Airlines UK has welcomed the government’s latest commitment on sustainable aviation fuel (SAF) production.
The Department for Transport (DfT) said on September 4 that it would launch a consultation on the design of a “revenue certainty mechanism” aimed at driving investment in domestic SAF plants.
Airlines UK chief executive Tim Alderslade said the organisation’s members looked forward to engaging in the consultation and agreeing on a scheme “as quickly as possible”.
He added: “Industry has long been calling for a policy that directly incentivises investment in the initial UK SAF plants.”
The government wants to have five commercial SAF plants under construction by 2025.

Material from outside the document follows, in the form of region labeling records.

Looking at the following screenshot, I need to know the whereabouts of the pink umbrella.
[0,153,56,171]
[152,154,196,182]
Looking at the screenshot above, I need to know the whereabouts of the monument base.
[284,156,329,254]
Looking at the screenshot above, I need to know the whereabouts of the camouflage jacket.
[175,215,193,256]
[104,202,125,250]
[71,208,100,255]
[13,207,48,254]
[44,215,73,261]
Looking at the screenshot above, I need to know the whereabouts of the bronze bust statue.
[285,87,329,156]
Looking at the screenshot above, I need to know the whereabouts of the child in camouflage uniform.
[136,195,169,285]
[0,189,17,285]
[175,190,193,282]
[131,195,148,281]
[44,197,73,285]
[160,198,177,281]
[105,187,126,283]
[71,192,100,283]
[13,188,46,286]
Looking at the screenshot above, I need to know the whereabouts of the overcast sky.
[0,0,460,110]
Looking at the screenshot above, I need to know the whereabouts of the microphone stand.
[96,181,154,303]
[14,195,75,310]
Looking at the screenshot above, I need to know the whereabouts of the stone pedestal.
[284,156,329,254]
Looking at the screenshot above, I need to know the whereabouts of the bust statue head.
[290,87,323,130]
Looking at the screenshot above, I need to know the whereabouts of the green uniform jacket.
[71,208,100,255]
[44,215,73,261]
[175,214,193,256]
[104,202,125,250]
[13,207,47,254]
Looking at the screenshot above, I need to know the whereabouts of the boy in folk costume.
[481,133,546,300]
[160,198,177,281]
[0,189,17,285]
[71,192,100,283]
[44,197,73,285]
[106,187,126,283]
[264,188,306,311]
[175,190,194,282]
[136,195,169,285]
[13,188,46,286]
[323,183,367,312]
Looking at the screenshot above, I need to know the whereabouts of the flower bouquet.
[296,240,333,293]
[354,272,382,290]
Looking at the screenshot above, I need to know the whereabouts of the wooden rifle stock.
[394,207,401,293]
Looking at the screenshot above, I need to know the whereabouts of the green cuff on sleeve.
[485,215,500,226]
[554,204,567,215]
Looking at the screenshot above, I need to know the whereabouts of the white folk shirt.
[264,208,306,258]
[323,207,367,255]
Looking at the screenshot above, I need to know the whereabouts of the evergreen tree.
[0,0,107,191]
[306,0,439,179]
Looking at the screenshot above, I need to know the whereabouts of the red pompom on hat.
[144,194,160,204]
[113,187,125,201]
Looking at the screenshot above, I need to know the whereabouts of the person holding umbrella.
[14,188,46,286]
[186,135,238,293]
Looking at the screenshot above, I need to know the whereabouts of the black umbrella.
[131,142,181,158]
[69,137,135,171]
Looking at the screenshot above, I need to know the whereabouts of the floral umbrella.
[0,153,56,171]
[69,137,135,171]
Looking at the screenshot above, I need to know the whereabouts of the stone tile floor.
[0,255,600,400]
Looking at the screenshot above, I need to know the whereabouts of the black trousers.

Alderslade, whose organisation represents UK-registered carriers, said SAF will make the “biggest contribution” to aviation decarbonisation by 2025.
He added: “Ultimately, the end goal must be more and cheaper SAF, to avoid spiralling price increases for passengers and to ensure we meet the SAF mandate, without relying wholly on imports or suppliers simply buying out of their obligations.
“This means the government also introducing incentives to close the price gap between SAF and fossil jet fuel – as they have done in the US and EU – and ensuring airlines have access to enough HEFA-based SAF – the only commercially available SAF today – until enough second-generation fuel can be produced by domestic plants here in the UK.”